Salvador Salort-Pons, director of the Detroit Institute of Arts, was one of the first people to partner with Spelman, promising to give his first Spelman intern hands-on experience with the institute’s upcoming retrospective on Vincent van Gogh. Likewise, the Studio Museum in Harlem and Whitney Museum of American Art in New York have pledged their practical support.
The other barrier to be surmounted, from Brownlee’s perspective, is that of perception.
“Oftentimes, in academia, the arts are relegated to leisure activity,” she says. “[But] our collective mission at Spelman is to find ways to penetrate that wall and let students, parents, faculty, administrators and guests know that the museum is an academic resource as well as a venue for incredible visual splendor.”
Dr. Richard Powell, an art history professor at Duke University, praises his former mentee not only for the breadth and depth of her academic knowledge but for her acumen as an administrator. “It would be great if we could just sit in our ivory towers and write essays and exhibition catalogues all day,” says Powell. “But Andrea understands the business of art. She knows that you also have to raise money, collaborate and work with designers and publishers to execute on any vision.”
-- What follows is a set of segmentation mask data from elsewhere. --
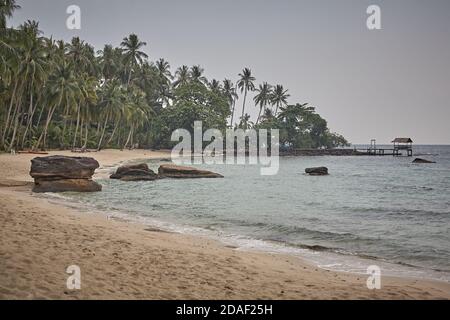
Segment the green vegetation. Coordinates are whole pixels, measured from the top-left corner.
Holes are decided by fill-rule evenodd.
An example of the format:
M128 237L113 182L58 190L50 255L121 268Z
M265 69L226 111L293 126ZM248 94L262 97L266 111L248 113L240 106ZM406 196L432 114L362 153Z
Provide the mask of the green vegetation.
M78 37L70 43L42 36L39 24L18 29L6 20L18 9L0 0L0 149L167 148L173 130L204 128L280 129L286 146L336 147L347 144L306 104L290 105L288 90L266 82L256 88L248 68L237 84L208 81L196 65L172 75L164 59L151 62L135 35L120 47L94 48ZM256 123L245 113L256 91ZM242 114L235 123L236 101Z

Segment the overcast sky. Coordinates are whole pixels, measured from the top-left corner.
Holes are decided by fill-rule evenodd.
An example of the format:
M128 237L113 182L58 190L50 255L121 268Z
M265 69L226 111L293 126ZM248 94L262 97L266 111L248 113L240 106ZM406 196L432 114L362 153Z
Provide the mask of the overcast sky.
M130 33L172 71L200 64L209 79L283 84L353 143L450 144L449 0L18 0L10 24L40 22L46 36L101 49ZM66 8L81 8L81 30ZM381 7L382 30L366 9ZM238 102L239 108L242 100ZM247 110L256 116L252 101ZM238 111L240 114L240 111Z

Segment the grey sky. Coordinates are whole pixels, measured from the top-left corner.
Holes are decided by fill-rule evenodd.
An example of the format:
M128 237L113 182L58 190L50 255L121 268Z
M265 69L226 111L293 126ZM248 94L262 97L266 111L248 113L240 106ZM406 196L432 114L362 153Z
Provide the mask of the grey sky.
M164 57L172 71L201 64L209 79L236 81L249 67L257 83L283 84L289 102L317 107L330 128L353 143L396 136L450 143L448 0L18 3L13 25L35 19L56 39L80 36L98 50L136 33L151 60ZM66 29L71 4L81 7L81 30ZM382 30L366 28L370 4L381 7ZM247 110L256 116L251 100Z

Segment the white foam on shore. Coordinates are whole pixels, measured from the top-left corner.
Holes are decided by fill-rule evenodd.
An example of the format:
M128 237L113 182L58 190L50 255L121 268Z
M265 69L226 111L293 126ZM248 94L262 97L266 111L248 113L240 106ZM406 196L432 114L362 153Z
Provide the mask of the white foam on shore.
M218 230L193 227L188 225L175 224L168 221L162 221L151 217L146 217L135 212L124 212L115 209L99 209L93 205L82 201L76 201L70 195L58 193L44 193L36 195L54 201L57 204L76 209L82 212L94 212L104 214L110 218L139 223L145 226L161 229L168 232L200 236L212 240L217 240L224 245L236 247L240 251L256 251L273 254L286 254L301 258L306 263L317 266L318 268L337 272L348 272L355 274L366 274L367 268L372 265L380 267L382 275L396 276L404 278L417 278L450 282L450 275L444 272L434 270L425 270L418 267L404 266L390 263L388 261L363 258L357 255L340 254L334 252L314 251L306 248L298 248L285 245L279 242L259 240L242 236L238 234L225 233ZM80 209L79 204L83 203L85 209Z

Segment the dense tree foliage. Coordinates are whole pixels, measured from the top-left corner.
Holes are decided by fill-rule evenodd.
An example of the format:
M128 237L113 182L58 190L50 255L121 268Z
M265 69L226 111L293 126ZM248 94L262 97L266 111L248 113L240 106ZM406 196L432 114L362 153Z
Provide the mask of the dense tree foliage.
M0 148L164 148L173 130L277 128L292 147L336 147L347 141L306 104L290 105L288 90L263 82L249 68L229 79L208 81L201 66L150 61L137 35L115 48L94 48L78 37L70 43L44 37L35 21L7 27L18 9L0 0ZM256 91L256 123L245 112ZM242 114L235 123L236 101Z

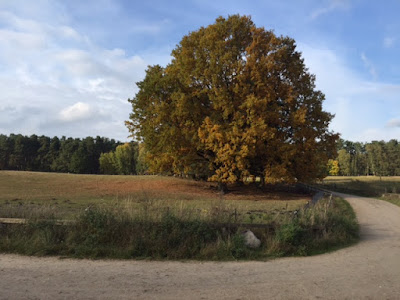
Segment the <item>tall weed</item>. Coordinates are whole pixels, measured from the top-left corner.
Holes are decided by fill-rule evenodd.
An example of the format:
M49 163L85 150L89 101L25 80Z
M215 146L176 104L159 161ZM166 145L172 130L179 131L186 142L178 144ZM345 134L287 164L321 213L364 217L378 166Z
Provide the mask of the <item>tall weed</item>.
M241 223L245 216L238 217L222 201L205 211L186 205L166 209L150 199L113 209L92 207L68 225L33 218L27 224L1 226L0 251L90 258L265 259L321 253L358 238L354 212L340 198L326 198L290 214L276 212L269 224L259 227ZM246 247L244 229L261 240L260 248Z

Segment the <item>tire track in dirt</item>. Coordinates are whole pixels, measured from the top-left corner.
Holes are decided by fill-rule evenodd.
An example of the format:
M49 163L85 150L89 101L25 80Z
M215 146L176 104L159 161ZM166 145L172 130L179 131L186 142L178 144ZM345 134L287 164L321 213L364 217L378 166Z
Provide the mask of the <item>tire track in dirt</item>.
M143 262L0 255L0 299L400 299L400 207L341 195L357 245L267 262Z

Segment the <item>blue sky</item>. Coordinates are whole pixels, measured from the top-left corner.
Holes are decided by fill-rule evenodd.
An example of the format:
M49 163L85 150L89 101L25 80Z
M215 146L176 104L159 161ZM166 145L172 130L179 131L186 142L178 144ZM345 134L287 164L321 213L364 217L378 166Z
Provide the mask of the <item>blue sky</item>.
M0 133L126 141L146 67L241 14L296 40L342 138L400 139L399 12L398 0L0 0Z

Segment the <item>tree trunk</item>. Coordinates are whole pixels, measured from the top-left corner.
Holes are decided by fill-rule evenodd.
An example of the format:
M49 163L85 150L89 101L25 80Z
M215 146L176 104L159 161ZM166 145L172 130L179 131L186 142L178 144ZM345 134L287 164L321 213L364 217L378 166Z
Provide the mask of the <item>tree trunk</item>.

An alumna of the Getty Leadership Institute and a member of the Association of Art Museum Directors, Brownlee has also served on boards of several arts organizations including the Hambidge Center for the Creative Arts and Sciences and the Metropolitan Atlanta Arts Fund. Still, it’s her role as an educator, both in and out of the classroom, that keeps her fired up and ready to “duke it out.”
“Art is critical to our emotional, spiritual, creative survival,” she says. “Compelling, firsthand interactions with visual works of art tend to defy expectations. Once people are introduced to it, it’s intoxicating. It informs our everyday lives — how we think, move, interact with others and what we talk about. If more people understood that, funding for the arts would look different.”